Circuit analysis¶
Download this notebook - circuit_analysis_example.ipynb
This notebook will introduce the basic methods of analysis and visualization of circuits available in pytket
.
It makes use of the modules pytket_qiskit
and pytket_cirq
for visualization; these need to be installed (with pip
) in addition to pytket
.
We’ll start by generating a small circuit to use as an example, and give it a name.
from pytket.circuit import Circuit, OpType
c = Circuit(4, name="example")
c.add_gate(OpType.CU1, 0.5, [0, 1])
c.H(0).X(1).Y(2).Z(3)
c.X(0).CX(1, 2).Y(1).Z(2).H(3)
c.Y(0).Z(1)
c.add_gate(OpType.CU1, 0.5, [2, 3])
c.H(2).X(3)
c.Z(0).H(1).X(2).Y(3).CX(3, 0)
Basic statistics¶
From the circuit we can easily read off the number of qubits …
c.n_qubits
… the name …
c.name
… the overall depth of the circuit …
c.depth()
… and the depth by type of gate:
from pytket.circuit import OpType
c.depth_by_type(OpType.CU1), c.depth_by_type(OpType.H)
This last method counts the number of instances of the specified gate type that cannot be parallelized.
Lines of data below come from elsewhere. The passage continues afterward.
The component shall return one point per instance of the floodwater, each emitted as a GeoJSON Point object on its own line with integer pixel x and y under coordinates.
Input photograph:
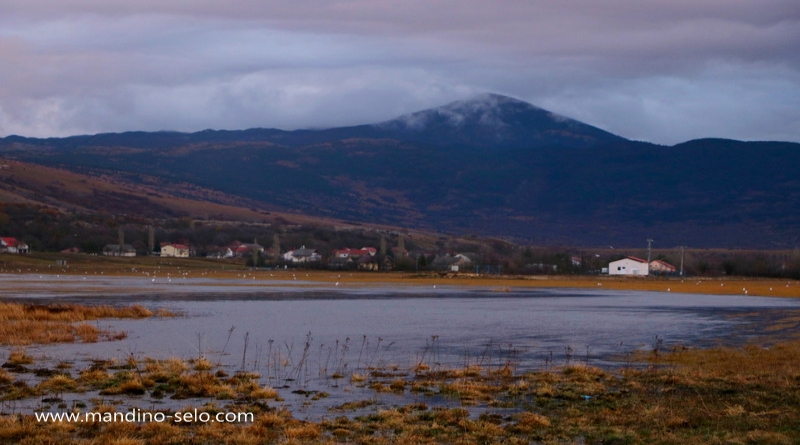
{"type": "Point", "coordinates": [298, 334]}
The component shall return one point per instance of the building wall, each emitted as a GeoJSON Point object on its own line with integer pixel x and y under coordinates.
{"type": "Point", "coordinates": [172, 251]}
{"type": "Point", "coordinates": [627, 266]}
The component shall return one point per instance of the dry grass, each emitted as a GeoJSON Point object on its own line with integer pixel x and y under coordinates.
{"type": "Point", "coordinates": [720, 395]}
{"type": "Point", "coordinates": [25, 324]}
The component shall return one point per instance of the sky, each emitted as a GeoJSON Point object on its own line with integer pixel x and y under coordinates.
{"type": "Point", "coordinates": [652, 70]}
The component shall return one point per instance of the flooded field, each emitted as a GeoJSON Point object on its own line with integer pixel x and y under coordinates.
{"type": "Point", "coordinates": [305, 338]}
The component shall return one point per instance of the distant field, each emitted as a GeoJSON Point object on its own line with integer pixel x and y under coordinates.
{"type": "Point", "coordinates": [86, 264]}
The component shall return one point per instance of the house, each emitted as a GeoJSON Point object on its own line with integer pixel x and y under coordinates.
{"type": "Point", "coordinates": [628, 266]}
{"type": "Point", "coordinates": [452, 263]}
{"type": "Point", "coordinates": [302, 255]}
{"type": "Point", "coordinates": [662, 267]}
{"type": "Point", "coordinates": [174, 250]}
{"type": "Point", "coordinates": [239, 249]}
{"type": "Point", "coordinates": [355, 253]}
{"type": "Point", "coordinates": [368, 262]}
{"type": "Point", "coordinates": [125, 250]}
{"type": "Point", "coordinates": [12, 245]}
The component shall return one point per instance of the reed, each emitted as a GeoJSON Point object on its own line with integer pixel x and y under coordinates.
{"type": "Point", "coordinates": [25, 324]}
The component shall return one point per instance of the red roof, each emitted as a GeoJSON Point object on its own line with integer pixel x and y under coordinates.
{"type": "Point", "coordinates": [356, 252]}
{"type": "Point", "coordinates": [10, 242]}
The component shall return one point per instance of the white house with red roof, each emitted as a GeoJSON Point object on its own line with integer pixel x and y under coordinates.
{"type": "Point", "coordinates": [355, 253]}
{"type": "Point", "coordinates": [629, 266]}
{"type": "Point", "coordinates": [12, 245]}
{"type": "Point", "coordinates": [175, 250]}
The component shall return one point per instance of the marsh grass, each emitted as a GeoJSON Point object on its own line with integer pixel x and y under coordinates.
{"type": "Point", "coordinates": [25, 324]}
{"type": "Point", "coordinates": [720, 395]}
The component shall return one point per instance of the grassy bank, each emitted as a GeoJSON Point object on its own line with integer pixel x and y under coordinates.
{"type": "Point", "coordinates": [24, 324]}
{"type": "Point", "coordinates": [731, 396]}
{"type": "Point", "coordinates": [78, 264]}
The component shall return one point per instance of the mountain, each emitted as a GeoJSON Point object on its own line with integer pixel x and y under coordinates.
{"type": "Point", "coordinates": [491, 165]}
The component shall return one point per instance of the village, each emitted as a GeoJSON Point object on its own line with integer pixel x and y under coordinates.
{"type": "Point", "coordinates": [362, 259]}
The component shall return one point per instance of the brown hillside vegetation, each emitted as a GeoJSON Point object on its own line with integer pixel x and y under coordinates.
{"type": "Point", "coordinates": [149, 196]}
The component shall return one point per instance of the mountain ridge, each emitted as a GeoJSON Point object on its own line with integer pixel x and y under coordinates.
{"type": "Point", "coordinates": [490, 165]}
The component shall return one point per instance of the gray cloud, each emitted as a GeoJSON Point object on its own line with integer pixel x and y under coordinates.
{"type": "Point", "coordinates": [658, 71]}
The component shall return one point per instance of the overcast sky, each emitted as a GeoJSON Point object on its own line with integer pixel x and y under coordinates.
{"type": "Point", "coordinates": [654, 70]}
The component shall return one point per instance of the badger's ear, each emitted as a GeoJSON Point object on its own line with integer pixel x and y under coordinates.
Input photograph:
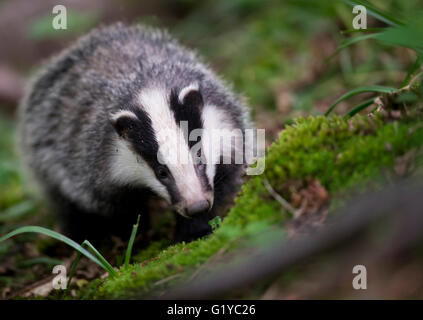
{"type": "Point", "coordinates": [191, 96]}
{"type": "Point", "coordinates": [123, 121]}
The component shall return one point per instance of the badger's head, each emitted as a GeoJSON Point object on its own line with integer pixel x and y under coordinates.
{"type": "Point", "coordinates": [153, 146]}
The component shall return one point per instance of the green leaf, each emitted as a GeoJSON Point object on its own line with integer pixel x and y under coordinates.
{"type": "Point", "coordinates": [131, 242]}
{"type": "Point", "coordinates": [349, 94]}
{"type": "Point", "coordinates": [350, 41]}
{"type": "Point", "coordinates": [360, 107]}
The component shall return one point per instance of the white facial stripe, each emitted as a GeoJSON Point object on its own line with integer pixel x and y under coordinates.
{"type": "Point", "coordinates": [216, 125]}
{"type": "Point", "coordinates": [187, 89]}
{"type": "Point", "coordinates": [122, 113]}
{"type": "Point", "coordinates": [128, 168]}
{"type": "Point", "coordinates": [171, 140]}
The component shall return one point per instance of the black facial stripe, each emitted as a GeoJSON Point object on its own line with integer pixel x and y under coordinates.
{"type": "Point", "coordinates": [142, 138]}
{"type": "Point", "coordinates": [189, 111]}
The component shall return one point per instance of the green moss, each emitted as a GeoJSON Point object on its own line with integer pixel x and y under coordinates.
{"type": "Point", "coordinates": [340, 153]}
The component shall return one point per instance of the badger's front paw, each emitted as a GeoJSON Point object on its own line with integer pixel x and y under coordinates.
{"type": "Point", "coordinates": [191, 229]}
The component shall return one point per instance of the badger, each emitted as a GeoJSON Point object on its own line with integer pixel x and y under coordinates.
{"type": "Point", "coordinates": [100, 125]}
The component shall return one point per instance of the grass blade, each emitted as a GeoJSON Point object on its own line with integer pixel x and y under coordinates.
{"type": "Point", "coordinates": [17, 211]}
{"type": "Point", "coordinates": [87, 244]}
{"type": "Point", "coordinates": [57, 236]}
{"type": "Point", "coordinates": [108, 266]}
{"type": "Point", "coordinates": [360, 107]}
{"type": "Point", "coordinates": [376, 13]}
{"type": "Point", "coordinates": [131, 242]}
{"type": "Point", "coordinates": [380, 89]}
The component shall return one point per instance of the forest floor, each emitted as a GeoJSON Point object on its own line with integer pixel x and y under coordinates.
{"type": "Point", "coordinates": [315, 163]}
Notice that although there are 4 H gates in the circuit, the H-depth is 2 because pairs of them can be parallelized (as will be clear from the visualizations below).
Visualization¶
There are several ways to produce useful visualizations of circuits from pytket
: we can use the methods in the pytket.circuit.display
class; we can use the built-in Graph
class to visualize the circuit as a directed acyclic graph (DAG); we can convert the circuit to either Qiskit or Cirq and use the tools provided by those modules; or we can export to Latex.
Via the render_circuit_jupyter
method¶
from pytket.circuit.display import render_circuit_jupyter
render_circuit_jupyter(c)
Notice that although the render_circuit_jupyter
method is the recommended way to render a circuit as jupyter cell output, one of the other methods should be used when working with scripts or python shells.
Via the Graph
class¶
from pytket.utils import Graph
G = Graph(c)
G.get_DAG()
The small numbers (0 and 1) shown at the entry to and exit from the two-qubit gates represent “port numbers” on the gates; these allow us to track individual qubits, which may be placed in a different order on entry and exit in order to simplify the layout.
The Graph
class also has methods to save this image to a file and to open it in a PDF viewer.
We can also view the qubit connectivity graph of a circuit:
G.get_qubit_graph()
Via Qiskit¶
from pytket.extensions.qiskit import tk_to_qiskit
print(tk_to_qiskit(c))
Via Cirq¶
from pytket.extensions.cirq import tk_to_cirq
print(tk_to_cirq(c))
(Note that Cirq cannot represent all gates diagrammatically.)
Via Latex¶
We can create a Latex document containing a diagram of the circuit using the to_latex_file()
method. This uses the quantikz
library. The document can be viewed on its own or the Latex can easily be copied and pasted into a larger document.
c.to_latex_file("c.tex")
Commands¶
We can retrieve a list of operations comprising a circuit, each represented as a Command
object:
cmds = c.get_commands()
print(cmds)
Each Command
is defined by an operation and the qubits it operates on (as well as the classical bits and conditions, if any). For example:
cmd0 = cmds[0]
op0 = cmd0.op
print(op0)
qubits0 = cmd0.args
print(qubits0)
From the Op
we can read off the string representation (in normal or Latex form), the parameters and the type:
op0.get_name() # normal form
op0.get_name(latex=True) # Latex form
op0.type, op0.params
Note that some compilation passes introduce implicit wire swaps at the end of the circuit, which are not represented in the command list. (The internal representation of the circuit as a directed acyclic graph reduces explicit permutations of qubits to implicit features of the graph.)